Weil wir einen Auftrag und eine Verantwortung haben. Das Lebenszentrum ist ein Ort, der über Generationen hinweg Menschen geprägt hat. Hier haben Menschen einen erweckten Glauben kennengelernt und eine praxistaugliche theologische Ausbildung genossen. Das Lebenszentrum ist beides, ein Haus der Bildung und des Gebets. Wir stehen in der Verantwortung, dass beides auch in Zukunft den Alltag im Lebenszentrum prägt. Und dafür müssen wir uns mutig auch um die Gebäude kümmern, da ist vieles in die Jahre gekommen. Kürzlich erzählte mir ein Student, der 1993 absolviert hat, dass zum Beispiel die Toilettenanlagen im Brüderhaus noch genauso aussehen, wie damals. Und sie hätten damals schon Zuwendung gebraucht…

 

Das klingt so, Christian, als wäre da wirklich manches zu tun. Aber mal abgesehen von den Kosten für die nötige Geländeentwicklung, wie gelingt es denn, den ganz normalen Alltag zu finanzieren?

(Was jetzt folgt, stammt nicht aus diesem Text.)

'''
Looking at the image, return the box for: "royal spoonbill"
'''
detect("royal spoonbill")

Das ist eine Entwicklung, die uns neben allen Bauplänen herausfordert. Der Wechsel geht gerade rasant von statten. Altersbedingt haben sich viele Kommunitätsgeschwister aus der aktiven Mitarbeit zurückgezogen, für die anstehenden Aufgaben mussten also geeignete neue Mitarbeiter gefunden werden. Und diese müssen natürlich bezahlt werden. Allein am TSA sind in den letzten zehn Jahren sechs Kommunitätsgeschwister aus dem Dozentendienst ausgeschieden, als Ersatz haben wir vier Dozenten neu eingestellt und davon auch nicht alle mit 100 Prozent. Das fordert uns finanziell echt heraus, weil der Steigerung von Spenden, die ich ja erwähnt habe, auch eine enorme Steigung der Kosten gegenübersteht. Wir brauchen dringend Freunde, die unseren Dienst kontinuierlich unterstützen, Spender, die den Wechsel mittragen.

 

Das klingt dann gleich nach zwei großen Baustellen, Christian. Wann geht es denn mit der Baustelle Adelshofen 2035 eigentlich los?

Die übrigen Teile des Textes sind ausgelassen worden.